Department of Veterinary Diagnostic and Production Animal Medicine (VDPAM), College of Veterinary Medicine, Iowa State University, Ames, IA 50011, USA.
BMC Vet Res. 2012 Jun 21;8:85. doi: 10.1186/1746-6148-8-85.
South American camelids in the United States have rapidly developed into an important agricultural industry in need of veterinary services. Pain management is challenging in camelids because there are no drugs currently approved by the U.S. Food and Drug Administration for use in these species. Dosage regimens used for many therapeutic drugs have been extrapolated from other ruminants; however, the pharmacokinetics, in camelids, may differ from those of other species. Studies investigating the pharmacokinetics of cyclooxygenase-2 (COX-2) selective non-steroidal anti-inflammatory drugs in camelids are deficient in the published literature.
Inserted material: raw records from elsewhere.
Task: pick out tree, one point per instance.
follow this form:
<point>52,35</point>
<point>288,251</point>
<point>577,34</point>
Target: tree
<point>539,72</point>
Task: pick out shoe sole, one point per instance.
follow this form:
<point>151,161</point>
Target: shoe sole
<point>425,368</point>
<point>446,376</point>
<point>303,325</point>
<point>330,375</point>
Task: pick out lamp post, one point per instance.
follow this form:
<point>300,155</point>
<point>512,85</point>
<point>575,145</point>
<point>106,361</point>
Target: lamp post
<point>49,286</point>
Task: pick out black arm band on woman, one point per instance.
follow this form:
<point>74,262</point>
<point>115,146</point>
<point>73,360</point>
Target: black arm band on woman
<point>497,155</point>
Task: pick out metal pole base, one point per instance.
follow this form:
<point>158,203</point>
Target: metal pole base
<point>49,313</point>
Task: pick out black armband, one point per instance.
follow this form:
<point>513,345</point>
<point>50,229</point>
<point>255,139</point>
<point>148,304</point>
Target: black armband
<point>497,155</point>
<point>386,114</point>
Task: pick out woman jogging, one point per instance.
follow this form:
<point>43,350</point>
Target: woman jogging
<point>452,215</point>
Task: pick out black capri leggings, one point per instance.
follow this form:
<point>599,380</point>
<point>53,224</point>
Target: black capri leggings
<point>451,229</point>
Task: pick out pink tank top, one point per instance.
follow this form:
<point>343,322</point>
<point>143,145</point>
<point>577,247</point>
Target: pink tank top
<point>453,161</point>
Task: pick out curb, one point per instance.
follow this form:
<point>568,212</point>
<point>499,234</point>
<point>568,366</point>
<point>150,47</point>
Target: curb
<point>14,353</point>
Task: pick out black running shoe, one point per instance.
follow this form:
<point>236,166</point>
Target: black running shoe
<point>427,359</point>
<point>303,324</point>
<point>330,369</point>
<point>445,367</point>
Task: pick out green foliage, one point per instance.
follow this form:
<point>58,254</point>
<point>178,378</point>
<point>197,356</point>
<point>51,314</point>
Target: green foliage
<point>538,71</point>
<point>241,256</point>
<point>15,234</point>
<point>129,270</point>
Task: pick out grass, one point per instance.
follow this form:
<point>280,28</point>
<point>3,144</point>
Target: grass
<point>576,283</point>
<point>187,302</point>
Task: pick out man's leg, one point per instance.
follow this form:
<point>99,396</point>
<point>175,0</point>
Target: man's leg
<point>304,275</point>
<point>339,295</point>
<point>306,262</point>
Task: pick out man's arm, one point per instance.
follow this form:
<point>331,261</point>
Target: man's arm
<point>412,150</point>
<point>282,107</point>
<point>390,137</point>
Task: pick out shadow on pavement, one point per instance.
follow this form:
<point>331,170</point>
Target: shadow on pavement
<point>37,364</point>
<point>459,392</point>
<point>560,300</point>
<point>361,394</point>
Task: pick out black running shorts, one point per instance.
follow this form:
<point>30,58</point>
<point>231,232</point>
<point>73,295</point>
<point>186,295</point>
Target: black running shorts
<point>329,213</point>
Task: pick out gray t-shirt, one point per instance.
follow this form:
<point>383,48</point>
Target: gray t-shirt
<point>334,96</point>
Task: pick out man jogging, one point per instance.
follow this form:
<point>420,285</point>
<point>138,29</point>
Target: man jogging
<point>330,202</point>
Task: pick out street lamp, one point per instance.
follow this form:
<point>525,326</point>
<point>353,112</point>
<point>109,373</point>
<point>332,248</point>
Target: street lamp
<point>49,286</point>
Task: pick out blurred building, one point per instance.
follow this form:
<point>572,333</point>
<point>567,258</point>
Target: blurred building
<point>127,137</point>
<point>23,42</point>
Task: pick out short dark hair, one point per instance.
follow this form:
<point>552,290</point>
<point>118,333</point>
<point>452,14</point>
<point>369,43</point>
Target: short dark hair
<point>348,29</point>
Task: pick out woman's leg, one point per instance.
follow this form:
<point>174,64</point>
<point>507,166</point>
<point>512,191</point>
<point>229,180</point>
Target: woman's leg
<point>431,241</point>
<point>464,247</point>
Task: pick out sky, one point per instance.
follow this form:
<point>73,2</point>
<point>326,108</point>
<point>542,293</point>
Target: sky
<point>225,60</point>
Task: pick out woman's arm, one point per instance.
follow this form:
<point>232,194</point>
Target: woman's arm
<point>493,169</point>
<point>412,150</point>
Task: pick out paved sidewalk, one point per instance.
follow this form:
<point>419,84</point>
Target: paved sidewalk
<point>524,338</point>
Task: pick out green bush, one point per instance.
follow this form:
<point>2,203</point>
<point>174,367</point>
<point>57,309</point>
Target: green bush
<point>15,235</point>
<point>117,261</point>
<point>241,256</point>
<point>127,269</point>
Six adult llamas (121- 168 kg) were administered either a 1 mg/kg dose of oral or a 0.5 mg/kg dose of IV meloxicam in a randomized cross-over design with an 11 day washout period between treatments. Plasma samples collected up to 96 hours post-administration were analyzed by high pressure liquid chromatography and mass spectrometry detection (HPLC-MS) followed by non-compartmental pharmacokinetic analysis.
A mean peak plasma concentration (CMAX) of 1.314 μg/mL (Range: 0.826 - 1.776 μg/mL) was recorded at 21.4 hours (Range: 12.0 - 24.0 hours) with a half-life (T ½ λz) of 22.7 hours (Range: 18.0 - 30.8 hours) after oral meloxicam administration. In comparison, a half-life (T ½ λz) of 17.4 hours (Range: 16.2 - 20.7 hours) was demonstrated with IV meloxicam administration. The oral bioavailability (F) of meloxicam (dose normalized) was 76% (Range: 48 - 92%). No adverse effects associated with either treatment modality were observed in the llamas.
The mean bioavailability (F) of oral meloxicam was 76% indicating a high degree of gastrointestinal absorption. Plasma meloxicam concentrations >0.2 μg/mL were maintained for up to 72 h after oral administration; >0.2 μg/mL is considered to be the concentration of meloxicam required for analgesic effects in other species such as the horse. These data suggest that a single dosage of oral meloxicam at 1 mg/kg could potentially maintain therapeutic concentrations in plasma for up to 3 days in adult llamas.
美国的南美骆驼已迅速发展成为一个需要兽医服务的重要农业产业。在骆驼中进行疼痛管理具有挑战性,因为目前没有美国食品和药物管理局批准用于这些物种的药物。许多治疗药物的剂量方案是从其他反刍动物推断出来的;然而,骆驼的药代动力学可能与其他物种不同。在已发表的文献中,关于环氧化酶-2(COX-2)选择性非甾体抗炎药在骆驼中的药代动力学研究还很缺乏。在一项随机交叉设计中,六只成年美洲驼(121-168 公斤)分别给予口服 1 毫克/公斤剂量或静脉内 0.5 毫克/公斤剂量的美洛昔康,两种治疗之间有 11 天的洗脱期。给药后长达 96 小时采集的血浆样本通过高效液相色谱和质谱检测(HPLC-MS)进行分析,然后进行非房室药代动力学分析。
口服美洛昔康后 21.4 小时(范围:12.0-24.0 小时)记录到平均峰值血浆浓度(CMAX)为 1.314μg/mL(范围:0.826-1.776μg/mL),半衰期(T½λz)为 22.7 小时(范围:18.0-30.8 小时)。相比之下,静脉内美洛昔康给药的半衰期(T½λz)为 17.4 小时(范围:16.2-20.7 小时)。口服美洛昔康(剂量归一化)的生物利用度(F)为 76%(范围:48%-92%)。在美洲驼中,未观察到与两种治疗方式相关的不良反应。
口服美洛昔康的平均生物利用度(F)为 76%,表明胃肠道吸收程度很高。口服给药后,血浆中美洛昔康浓度>0.2μg/mL 可维持长达 72 小时;>0.2μg/mL 被认为是其他物种(如马)镇痛作用所需的美洛昔康浓度。这些数据表明,成年美洲驼口服 1 毫克/公斤美洛昔康单次剂量可能在长达 3 天的时间内维持血浆中的治疗浓度。